Amélie Simone Mauresmo French pronunciation: [ameli simɔn moʁɛsmo] (born 5 July 1979) is a French former professional tennis player, and a former World No. 1. Mauresmo won two Grand Slam singles titles at the Australian Open and at Wimbledon, and also won a Silver Medal at the 2004 Summer Olympics.
Mauresmo first attained the top ranking on 13 September 2004, holding it for five weeks on that occasion. She was the fifteenth World No. 1 in women’s tennis since the computer rankings began. She is well known for her powerful one-handed backhand and strong net play. She officially announced her retirement from professional tennis on 3 December 2009, ending a career of fifteen years. She returned to Wimbledon in 2010, acting as a grass court advisor for Frenchman and 2007 Wimbledon doubles champion Michaël Llodra. She helped Marion Bartoli in 2013 and during Bartoli’s triumph at Wimbledon. Mauresmo has coached Andy Murray since June 2014
Mauresmo was born in Saint-Germain-en-Laye slightly northwest of Paris. She began playing tennis at the age of four, after being inspired by Yannick Noah’s win in the 1983 French Open on television. It was after his win that Mauresmo’s parents bought her her first tennis racket. Later on in 1998 Yannick Noah picked her on the French team for the Fed Cup. Her mother Françoise is a housewife and her father Francis, who died in March 2004, was an engineer. She has a brother, Fabien, who is an engineer.
In 1996, Mauresmo captured both the junior French Open and Wimbledon women’s singles titles. She was named 1996 Junior World Champion by the International Tennis Federation
In April 2015, Mauresmo announced via Twitter that she is pregnant and is expecting the baby in August. On 16 August 2015, it was announced that she had given birth to a baby boy.

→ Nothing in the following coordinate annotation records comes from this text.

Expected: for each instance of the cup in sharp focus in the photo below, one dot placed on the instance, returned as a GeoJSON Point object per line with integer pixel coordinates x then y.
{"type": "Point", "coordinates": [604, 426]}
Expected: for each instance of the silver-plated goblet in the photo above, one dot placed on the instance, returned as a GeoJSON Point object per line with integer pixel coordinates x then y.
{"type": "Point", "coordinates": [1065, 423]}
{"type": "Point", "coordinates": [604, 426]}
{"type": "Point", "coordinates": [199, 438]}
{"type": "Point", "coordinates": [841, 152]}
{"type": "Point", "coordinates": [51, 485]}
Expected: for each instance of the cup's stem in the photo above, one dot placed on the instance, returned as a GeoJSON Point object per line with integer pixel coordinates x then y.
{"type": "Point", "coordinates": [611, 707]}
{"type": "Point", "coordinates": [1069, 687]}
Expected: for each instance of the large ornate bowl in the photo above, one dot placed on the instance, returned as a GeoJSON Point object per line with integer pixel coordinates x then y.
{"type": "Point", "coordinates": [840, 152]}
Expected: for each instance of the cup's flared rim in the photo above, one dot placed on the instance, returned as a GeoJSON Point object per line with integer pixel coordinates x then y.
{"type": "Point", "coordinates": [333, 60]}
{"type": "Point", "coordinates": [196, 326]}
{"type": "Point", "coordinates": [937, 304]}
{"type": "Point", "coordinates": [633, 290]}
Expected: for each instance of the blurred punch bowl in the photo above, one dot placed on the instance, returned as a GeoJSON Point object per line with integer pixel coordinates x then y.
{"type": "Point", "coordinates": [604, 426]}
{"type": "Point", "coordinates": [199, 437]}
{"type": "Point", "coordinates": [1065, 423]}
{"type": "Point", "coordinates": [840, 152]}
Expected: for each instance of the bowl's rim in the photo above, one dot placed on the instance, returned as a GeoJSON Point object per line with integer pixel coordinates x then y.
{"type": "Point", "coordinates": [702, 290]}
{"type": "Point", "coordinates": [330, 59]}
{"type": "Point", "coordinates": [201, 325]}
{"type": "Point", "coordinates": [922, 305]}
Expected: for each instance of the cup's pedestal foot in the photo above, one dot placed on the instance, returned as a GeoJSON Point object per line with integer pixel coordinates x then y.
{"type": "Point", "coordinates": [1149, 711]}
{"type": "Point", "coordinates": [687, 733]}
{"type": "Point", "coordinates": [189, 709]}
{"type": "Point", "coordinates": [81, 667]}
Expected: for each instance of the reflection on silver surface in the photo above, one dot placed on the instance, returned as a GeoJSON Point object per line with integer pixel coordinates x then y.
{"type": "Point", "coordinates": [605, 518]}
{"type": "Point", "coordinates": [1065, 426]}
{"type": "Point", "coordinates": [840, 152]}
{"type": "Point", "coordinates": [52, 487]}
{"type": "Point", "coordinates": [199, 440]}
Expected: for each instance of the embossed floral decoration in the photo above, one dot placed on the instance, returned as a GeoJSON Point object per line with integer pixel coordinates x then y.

Equipment and endorsements
Mauresmo’s apparel and footwear on court was manufactured by Nike, and later Reebok. In the early 2000s, she used Dunlop 200G+1.00 racquet.
Grand Slam finals
Singles: 3 (2 titles, 1 runner-up)
|Runner-up||1999||Australian Open||Hard||Martina Hingis||2–6, 3–6|
|Winner||2006||Australian Open||Hard||Justine Henin||6–1, 2–0, retired|
|Winner||2006||Wimbledon||Grass||Justine Henin||2–6, 6–3, 6–4|
Doubles: 1 (1 runner-up)
|Runner-up||2005||Wimbledon||Grass||Svetlana Kuznetsova|| Cara Black
Singles: 1 silver medal
|Silver||2004||Athens Olympics||Hard||Justine Henin||3–6, 3–6|
Fed Cup and Olympic teams
- French Fed Cup team: 1998–99, 2001–05.